The Board is looking at the Timure dry port as being a customs point not only for Nepal, but for the entire South Asia region. The hope is that once the train arrives, Chinese goods bound for India and Bangladesh will also use this shortcut via Nepal. Shipments of Chinese goods to Nepal via Kolkata port can take up to 35 days, while it can reach Nepal in 10 days via Kerung.
More than 150 Chinese traders and tourists are crossing over into Nepal from the new border point every day.
However, Nepali traders are still finding it difficult to cross over into China, and have to rely on local drivers from Rasuwa to transport goods from Kerung.
Says Ramesh Baral of the Nepal-China Businessmen Association: “The Chinese give one-day entry passes to Rasuwa locals, but not to all Nepali traders. This is not good for free trade. It has to change.”
Why is Kodari still closed?
Nepal’s most important trade route with China via Kodari was damaged by last year’s earthquake. After the Indian blockade, Nepal repeatedly requested China at the highest level to reopen this route, but despite its assurances Beijing has not made moves to do so.
“The Kodari Highway is no longer obstructed by earthquake-triggered landslides, and our office at Tatopani is in operation, but the Chinese are not allowing the cargo trucks to cross over into Nepal,” said Dibya Raj Pokhrel, chief of the Department of Customs at Tatopani.
In March, when Prime Minister KP Oli visited Beijing, Nepal and China signed a 10-point agreement on trade and transit. But Oli failed to convince the Chinese leadership to reopen the Kodari Highway.
China is reportedly worried that Kodari was a conduit for free-Tibet activists and wants to keep it sealed, preferring to make Kerung — where the movement of people is easier to control — the new entry point. Chinese officials cite the damage caused by the earthquake and the continuing danger of landslides as the reason for the closure of Kodari.

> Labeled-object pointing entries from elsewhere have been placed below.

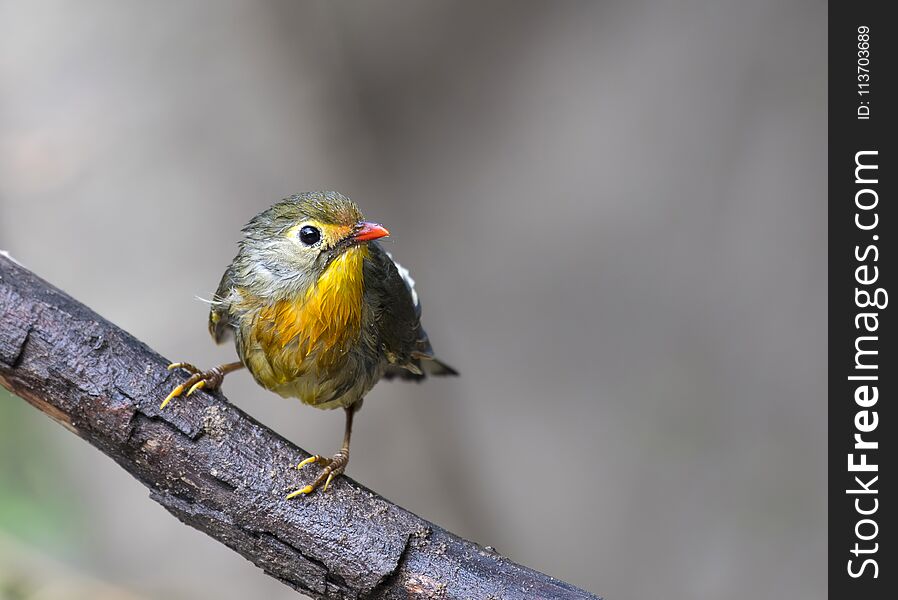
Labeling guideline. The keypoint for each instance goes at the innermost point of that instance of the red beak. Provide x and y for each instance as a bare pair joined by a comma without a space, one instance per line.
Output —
365,231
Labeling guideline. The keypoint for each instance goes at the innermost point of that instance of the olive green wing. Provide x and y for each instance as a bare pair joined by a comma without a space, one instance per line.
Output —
390,292
220,326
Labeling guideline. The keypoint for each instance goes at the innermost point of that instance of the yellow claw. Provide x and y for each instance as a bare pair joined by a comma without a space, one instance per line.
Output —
308,461
173,394
196,386
306,490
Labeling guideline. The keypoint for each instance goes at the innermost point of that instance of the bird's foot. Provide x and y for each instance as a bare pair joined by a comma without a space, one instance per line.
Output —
331,467
198,379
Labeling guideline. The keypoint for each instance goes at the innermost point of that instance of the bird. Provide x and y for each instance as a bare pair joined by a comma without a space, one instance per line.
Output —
318,311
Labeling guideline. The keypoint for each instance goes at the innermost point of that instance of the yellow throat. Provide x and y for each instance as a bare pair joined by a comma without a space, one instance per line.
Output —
321,326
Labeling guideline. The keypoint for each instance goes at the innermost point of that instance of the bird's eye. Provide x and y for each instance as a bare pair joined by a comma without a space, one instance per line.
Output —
309,235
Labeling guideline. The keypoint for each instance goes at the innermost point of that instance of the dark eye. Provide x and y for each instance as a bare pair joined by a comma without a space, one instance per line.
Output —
309,235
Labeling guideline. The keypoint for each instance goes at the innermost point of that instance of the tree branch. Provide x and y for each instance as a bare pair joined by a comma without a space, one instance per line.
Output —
219,471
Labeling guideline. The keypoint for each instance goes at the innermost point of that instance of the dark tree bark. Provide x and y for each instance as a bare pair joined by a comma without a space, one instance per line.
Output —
219,471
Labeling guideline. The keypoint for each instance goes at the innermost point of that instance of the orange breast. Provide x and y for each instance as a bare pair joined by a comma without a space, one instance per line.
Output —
313,333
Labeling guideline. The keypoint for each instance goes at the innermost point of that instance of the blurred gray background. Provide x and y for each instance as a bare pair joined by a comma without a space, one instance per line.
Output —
615,212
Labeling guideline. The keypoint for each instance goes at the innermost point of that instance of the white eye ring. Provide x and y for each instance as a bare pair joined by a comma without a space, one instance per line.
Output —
309,235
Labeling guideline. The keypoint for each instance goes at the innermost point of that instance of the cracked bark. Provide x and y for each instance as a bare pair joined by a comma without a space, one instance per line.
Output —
219,471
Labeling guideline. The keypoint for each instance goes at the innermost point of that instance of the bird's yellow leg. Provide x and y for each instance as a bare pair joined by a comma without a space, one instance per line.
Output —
331,467
198,379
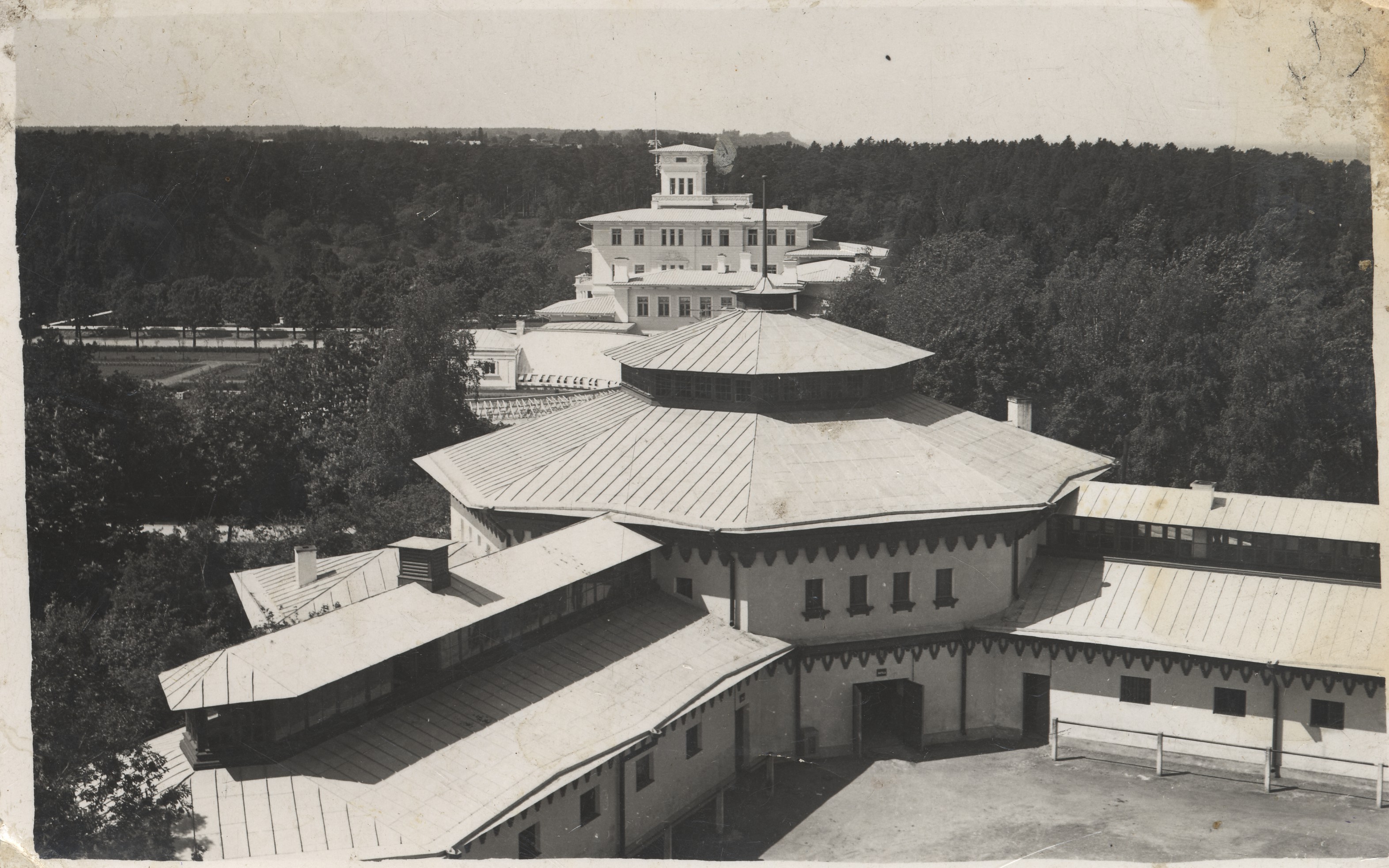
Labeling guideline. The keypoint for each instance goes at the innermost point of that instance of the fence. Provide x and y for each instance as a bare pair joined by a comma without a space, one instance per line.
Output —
1268,753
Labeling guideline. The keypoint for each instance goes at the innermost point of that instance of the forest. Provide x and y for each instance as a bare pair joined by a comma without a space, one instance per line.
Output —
1195,314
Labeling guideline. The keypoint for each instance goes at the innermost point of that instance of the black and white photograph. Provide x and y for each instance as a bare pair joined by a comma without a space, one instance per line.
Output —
785,431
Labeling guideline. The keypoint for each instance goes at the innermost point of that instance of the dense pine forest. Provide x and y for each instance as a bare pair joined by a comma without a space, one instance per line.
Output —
1195,314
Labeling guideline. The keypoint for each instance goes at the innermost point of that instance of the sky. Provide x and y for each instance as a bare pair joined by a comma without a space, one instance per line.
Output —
1163,71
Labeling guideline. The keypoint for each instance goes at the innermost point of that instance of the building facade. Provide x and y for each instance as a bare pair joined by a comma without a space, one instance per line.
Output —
684,259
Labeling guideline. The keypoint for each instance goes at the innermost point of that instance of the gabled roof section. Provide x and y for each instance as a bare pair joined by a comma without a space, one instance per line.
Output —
527,727
1356,523
909,459
356,638
1295,623
682,149
766,342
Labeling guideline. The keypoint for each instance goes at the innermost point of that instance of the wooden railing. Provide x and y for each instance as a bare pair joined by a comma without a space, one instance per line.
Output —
1268,753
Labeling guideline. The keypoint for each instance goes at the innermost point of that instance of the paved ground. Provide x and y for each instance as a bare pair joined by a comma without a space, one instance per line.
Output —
1002,804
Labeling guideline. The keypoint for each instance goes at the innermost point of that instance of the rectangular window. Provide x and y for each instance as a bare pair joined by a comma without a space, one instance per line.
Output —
1230,702
859,596
1328,714
1138,691
814,598
945,588
643,773
528,842
590,806
902,592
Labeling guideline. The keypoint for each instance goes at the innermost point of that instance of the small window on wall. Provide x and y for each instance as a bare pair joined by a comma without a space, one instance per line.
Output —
1138,691
859,596
1230,702
945,589
528,842
902,592
1328,714
816,599
643,773
590,806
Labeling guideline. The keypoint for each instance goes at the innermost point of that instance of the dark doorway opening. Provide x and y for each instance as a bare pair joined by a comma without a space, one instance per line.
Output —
741,740
1037,706
888,717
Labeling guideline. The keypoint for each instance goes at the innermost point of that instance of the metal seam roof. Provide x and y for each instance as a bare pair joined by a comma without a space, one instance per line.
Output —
1257,619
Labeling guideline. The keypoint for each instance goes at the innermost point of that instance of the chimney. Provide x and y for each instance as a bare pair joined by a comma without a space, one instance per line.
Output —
1209,489
424,560
1020,411
306,564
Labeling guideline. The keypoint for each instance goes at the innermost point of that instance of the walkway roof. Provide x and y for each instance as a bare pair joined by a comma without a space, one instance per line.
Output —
442,770
1228,512
1295,623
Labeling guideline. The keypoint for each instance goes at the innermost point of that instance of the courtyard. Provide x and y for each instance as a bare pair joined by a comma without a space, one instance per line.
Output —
996,800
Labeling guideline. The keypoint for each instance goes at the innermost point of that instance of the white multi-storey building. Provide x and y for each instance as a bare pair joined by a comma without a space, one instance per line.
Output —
684,259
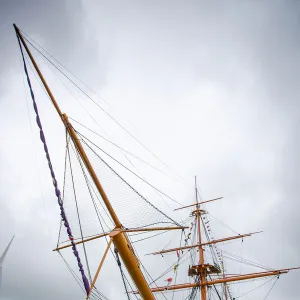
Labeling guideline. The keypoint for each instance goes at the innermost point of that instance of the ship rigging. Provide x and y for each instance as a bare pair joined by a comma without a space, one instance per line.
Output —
122,213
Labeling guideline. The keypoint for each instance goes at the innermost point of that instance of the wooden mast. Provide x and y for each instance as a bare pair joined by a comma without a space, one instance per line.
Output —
121,240
201,252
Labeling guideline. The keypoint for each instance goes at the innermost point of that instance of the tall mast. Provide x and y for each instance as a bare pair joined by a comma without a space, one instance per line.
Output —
120,240
201,252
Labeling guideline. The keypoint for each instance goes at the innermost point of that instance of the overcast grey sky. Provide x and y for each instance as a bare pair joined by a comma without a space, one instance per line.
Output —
212,88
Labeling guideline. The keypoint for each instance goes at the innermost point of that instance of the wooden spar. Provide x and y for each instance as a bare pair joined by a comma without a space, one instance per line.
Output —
206,243
125,230
199,203
121,240
221,280
201,252
99,268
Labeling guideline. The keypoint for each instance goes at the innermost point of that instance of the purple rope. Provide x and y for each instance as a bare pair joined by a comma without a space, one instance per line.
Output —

Last week, the Ministry of Foreign Affairs (MoFA) sent a letter to the Chinese government requesting the resumption of movement of people and goods through Kodari. Said MoFA’s Jhabindra Aryal: “We are still waiting for a response from China. We have proposed to set up a mechanism to clear backed-up cargo even if customs, immigration and quarantine offices cannot be restored immediately.”